Solvay SA is forming a plastics auto parts joint venture in Buenos Aires to supply Argen-tina's growing automotive market. The venture, Solvay Automo-tive Argentina, was formed with Industrias Montich srl, a major local manufacturer of metal fuel tanks and transformers.
The new company will make high density polyethylene fuel tanks, filler pipes and other blow and injection molded vehicle parts. Solvay will hold a 60 percent stake in the new enterprise; its partner will own the remaining share.
Solvay said that the firm will supply customers such as Chrysler, Fiat, Ford, General Motors, Mercedes Benz, Peugeot, Renault and Volkswagen in Argentina with ``reliable, locally manufactured parts.''
Solvay did not reveal how much it is sinking in its first project in Argentina's automotive industry, but described it as a small investment.

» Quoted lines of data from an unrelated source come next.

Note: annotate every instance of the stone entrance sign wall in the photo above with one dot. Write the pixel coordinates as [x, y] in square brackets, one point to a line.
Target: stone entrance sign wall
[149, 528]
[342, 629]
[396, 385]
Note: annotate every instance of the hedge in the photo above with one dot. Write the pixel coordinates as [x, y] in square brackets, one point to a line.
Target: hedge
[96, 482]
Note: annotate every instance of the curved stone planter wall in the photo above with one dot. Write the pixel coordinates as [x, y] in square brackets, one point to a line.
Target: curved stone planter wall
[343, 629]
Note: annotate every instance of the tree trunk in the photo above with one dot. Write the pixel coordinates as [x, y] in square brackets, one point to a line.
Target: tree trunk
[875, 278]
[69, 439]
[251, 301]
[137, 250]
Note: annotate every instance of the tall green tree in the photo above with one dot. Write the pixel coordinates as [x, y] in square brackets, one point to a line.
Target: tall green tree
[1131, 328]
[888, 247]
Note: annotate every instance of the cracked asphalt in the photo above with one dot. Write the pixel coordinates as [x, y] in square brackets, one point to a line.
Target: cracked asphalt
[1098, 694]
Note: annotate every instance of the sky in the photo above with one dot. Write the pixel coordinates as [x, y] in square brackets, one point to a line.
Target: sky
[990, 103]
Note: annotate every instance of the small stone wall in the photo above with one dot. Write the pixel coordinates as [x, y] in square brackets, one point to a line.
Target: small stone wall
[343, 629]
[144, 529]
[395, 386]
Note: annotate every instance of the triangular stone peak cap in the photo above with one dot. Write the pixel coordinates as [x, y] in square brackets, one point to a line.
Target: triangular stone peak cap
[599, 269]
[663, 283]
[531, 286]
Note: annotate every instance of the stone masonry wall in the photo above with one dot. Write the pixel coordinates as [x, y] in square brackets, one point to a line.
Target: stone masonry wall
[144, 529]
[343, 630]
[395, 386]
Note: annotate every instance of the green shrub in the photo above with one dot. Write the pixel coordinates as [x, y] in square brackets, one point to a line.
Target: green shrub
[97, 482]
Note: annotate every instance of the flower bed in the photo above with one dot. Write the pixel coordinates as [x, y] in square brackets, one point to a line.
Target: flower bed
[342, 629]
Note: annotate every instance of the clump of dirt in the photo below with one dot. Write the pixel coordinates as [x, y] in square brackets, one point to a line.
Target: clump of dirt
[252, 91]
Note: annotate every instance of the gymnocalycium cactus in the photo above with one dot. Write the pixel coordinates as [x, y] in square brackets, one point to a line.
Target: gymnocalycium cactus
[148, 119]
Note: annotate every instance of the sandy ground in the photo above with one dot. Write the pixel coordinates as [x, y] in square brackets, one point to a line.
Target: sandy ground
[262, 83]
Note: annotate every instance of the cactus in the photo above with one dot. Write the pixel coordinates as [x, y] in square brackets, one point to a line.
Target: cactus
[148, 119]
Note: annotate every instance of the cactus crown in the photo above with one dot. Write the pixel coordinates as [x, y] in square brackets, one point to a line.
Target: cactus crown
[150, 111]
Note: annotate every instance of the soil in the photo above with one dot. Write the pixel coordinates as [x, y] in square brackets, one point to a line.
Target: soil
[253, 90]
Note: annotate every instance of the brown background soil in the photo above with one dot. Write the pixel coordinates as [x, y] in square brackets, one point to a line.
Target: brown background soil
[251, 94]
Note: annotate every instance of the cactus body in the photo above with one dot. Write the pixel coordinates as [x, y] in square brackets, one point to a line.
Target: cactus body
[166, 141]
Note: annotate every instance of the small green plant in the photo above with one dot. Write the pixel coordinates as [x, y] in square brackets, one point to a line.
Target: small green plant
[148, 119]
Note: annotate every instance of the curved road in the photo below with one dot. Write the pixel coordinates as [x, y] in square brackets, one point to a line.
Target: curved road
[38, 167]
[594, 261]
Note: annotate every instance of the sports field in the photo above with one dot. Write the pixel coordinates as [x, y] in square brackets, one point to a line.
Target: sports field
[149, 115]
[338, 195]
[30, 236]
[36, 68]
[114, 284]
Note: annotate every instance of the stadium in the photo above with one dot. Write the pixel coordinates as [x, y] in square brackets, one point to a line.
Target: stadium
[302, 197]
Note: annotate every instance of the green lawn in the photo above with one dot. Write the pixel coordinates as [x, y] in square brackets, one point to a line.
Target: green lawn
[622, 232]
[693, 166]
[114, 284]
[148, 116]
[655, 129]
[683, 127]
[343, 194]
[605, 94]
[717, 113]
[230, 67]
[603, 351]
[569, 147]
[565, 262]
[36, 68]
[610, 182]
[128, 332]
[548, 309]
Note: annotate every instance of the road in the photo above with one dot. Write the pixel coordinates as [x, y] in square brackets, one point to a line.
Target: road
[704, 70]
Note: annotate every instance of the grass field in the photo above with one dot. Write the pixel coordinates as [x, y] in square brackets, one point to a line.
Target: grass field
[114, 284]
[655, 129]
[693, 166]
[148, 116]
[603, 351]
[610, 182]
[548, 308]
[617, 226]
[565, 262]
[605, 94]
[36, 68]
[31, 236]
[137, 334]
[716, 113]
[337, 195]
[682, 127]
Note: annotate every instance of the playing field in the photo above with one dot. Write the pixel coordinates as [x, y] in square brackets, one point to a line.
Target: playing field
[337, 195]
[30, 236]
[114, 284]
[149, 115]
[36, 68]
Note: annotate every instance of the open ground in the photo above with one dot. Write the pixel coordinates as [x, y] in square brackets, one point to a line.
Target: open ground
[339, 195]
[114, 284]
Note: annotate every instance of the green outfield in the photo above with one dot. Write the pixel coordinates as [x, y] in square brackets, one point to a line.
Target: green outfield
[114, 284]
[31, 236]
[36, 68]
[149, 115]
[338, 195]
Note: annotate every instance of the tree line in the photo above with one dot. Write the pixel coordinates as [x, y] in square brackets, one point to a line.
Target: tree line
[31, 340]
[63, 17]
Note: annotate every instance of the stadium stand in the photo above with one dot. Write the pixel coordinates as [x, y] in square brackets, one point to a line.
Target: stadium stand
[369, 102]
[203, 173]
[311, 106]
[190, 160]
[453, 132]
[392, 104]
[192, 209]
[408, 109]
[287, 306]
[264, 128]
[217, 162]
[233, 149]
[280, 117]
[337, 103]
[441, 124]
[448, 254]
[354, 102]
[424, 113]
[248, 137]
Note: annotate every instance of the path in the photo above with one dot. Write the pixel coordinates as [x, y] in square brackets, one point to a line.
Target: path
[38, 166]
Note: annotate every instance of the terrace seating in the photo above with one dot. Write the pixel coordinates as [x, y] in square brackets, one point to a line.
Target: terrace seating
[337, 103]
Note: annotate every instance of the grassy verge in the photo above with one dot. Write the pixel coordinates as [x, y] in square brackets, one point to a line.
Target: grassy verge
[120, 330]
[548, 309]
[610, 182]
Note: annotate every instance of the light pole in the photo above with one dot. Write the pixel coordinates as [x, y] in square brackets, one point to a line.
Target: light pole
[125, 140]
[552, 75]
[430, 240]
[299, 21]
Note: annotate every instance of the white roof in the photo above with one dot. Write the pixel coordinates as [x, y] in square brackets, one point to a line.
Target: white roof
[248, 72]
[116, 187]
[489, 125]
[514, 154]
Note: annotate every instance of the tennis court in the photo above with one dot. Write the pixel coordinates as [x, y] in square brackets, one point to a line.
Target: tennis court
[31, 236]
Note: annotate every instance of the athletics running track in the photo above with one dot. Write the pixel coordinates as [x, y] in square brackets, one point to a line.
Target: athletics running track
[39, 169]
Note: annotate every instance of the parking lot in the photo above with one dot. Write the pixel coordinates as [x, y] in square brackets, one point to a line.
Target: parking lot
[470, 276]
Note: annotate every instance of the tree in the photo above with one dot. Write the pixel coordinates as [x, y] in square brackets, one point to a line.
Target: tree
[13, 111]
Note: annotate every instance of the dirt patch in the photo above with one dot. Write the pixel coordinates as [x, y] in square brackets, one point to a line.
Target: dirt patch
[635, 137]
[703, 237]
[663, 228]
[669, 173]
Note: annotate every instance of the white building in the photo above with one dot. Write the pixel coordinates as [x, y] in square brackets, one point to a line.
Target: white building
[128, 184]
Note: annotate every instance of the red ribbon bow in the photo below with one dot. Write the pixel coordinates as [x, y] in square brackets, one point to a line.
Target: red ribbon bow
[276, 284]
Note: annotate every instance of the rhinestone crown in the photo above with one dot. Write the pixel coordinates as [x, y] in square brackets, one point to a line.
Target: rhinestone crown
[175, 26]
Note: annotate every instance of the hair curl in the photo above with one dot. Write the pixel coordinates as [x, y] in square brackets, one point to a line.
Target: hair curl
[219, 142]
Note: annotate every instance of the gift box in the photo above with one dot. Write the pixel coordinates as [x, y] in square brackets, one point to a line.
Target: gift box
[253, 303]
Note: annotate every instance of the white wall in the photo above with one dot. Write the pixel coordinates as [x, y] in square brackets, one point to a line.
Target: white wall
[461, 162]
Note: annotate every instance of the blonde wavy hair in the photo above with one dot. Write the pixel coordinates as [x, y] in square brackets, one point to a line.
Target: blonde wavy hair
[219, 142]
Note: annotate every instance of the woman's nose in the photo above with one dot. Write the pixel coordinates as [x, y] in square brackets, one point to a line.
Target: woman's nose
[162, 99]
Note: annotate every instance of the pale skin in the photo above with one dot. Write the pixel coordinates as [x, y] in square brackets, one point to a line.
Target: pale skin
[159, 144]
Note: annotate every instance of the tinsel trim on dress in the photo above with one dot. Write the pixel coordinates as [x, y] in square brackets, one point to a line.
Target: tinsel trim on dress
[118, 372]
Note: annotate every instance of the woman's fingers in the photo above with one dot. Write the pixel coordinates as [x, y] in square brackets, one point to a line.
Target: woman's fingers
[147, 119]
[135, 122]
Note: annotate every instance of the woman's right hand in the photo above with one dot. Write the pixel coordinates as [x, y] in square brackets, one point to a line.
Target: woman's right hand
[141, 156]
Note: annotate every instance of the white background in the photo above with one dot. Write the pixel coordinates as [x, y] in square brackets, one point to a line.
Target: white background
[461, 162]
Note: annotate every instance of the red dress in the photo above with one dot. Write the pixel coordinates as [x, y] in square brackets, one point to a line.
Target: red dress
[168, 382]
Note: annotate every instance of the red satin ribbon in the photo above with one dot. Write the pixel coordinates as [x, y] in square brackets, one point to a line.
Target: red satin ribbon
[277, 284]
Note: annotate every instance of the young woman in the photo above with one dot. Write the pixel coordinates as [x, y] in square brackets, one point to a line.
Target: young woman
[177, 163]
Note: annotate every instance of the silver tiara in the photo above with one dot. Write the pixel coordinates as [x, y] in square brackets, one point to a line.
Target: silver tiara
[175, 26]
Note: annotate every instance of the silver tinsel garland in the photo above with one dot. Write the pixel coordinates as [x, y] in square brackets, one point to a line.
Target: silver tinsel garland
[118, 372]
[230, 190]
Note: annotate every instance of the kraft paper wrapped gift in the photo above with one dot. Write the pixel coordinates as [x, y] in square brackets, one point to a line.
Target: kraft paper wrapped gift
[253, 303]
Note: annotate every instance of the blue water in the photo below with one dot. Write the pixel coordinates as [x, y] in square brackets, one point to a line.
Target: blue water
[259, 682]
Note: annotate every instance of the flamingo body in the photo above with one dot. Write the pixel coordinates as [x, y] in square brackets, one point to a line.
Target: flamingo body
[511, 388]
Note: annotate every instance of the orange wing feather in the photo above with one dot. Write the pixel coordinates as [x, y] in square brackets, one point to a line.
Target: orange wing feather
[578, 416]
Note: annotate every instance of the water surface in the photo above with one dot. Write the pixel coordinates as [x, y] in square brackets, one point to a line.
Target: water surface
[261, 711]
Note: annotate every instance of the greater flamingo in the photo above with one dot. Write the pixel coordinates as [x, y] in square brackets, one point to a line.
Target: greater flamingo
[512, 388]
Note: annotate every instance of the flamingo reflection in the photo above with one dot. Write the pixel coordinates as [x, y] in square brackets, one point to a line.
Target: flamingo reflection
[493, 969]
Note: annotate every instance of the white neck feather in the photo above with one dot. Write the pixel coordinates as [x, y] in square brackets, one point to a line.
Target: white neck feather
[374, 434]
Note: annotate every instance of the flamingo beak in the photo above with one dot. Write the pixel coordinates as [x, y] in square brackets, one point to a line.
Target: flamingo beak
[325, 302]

The first stage of the new plant will start operating early next year while the second stage will commence in mid-1998, according to Solvay. The plant ultimately will employ 80.
Solvay SA spokesman Paul Muys was unable to give details of the number or make of molding equipment to be installed in the Argentine unit. But he did say that equipment and know-how would come mainly from the Grenay, France, plant of Solvay Automotive France. Solvay claims to be the world's top producer of plastic fuel systems.
SAA will use an estimated 2.2 million pounds of HDPE resin annually beginning in 1999, Muys said in a telephone interview from Solvay's Brussels, Belgium, headquarters. The resin will come from affiliate Solvay do Brasil.
Solvay has been active on the acquisition and investment front in recent months. The company just acquired leading Argentine PVC producer Indupa SA.
On the automotive front, Solvay also recently announced joint ventures in China and Italy, and an acquisition in Germany. The Belgian group also plans a new parts plant in San Luis Potos, Mexico.
In October, Solvay invested US$6 million to set up a joint venture in Changzhou, China, to produce its Wood-Stock polypropylene car interior panels for the fast-growing local auto industry. Solvay holds a 51 percent share.
Called Changzhou Wood-Stock Ltd. Co., it was formed by the group's Asian subsidiary Solvay Asia-Pacific of Singapore and its Italian firm GOR Applicazioni Speciali, which developed the panels, with Chinese partners. These are Changzhou General Plastic Plating Factory and China Automotive Industry Internation-al Corp.
In March, Solvay continued its expansion with its acquisition of Helphos, a molding subsidiary of Deutsche Linoleum Werke, at Bad Harzburg, Germany. The unit, now called Solvay Automotive GmbH, injection and blow molds plastic components including fuel inlet filler pipes, fuel caps, fuel delivery parts, screen wash systems, and air and fuel induction modules, according to the group.
Solvay reported group 1995 sales of $9.3 billion, while Industrias Montich of C¢rdoba, Argentina, achieved sales of $68 million.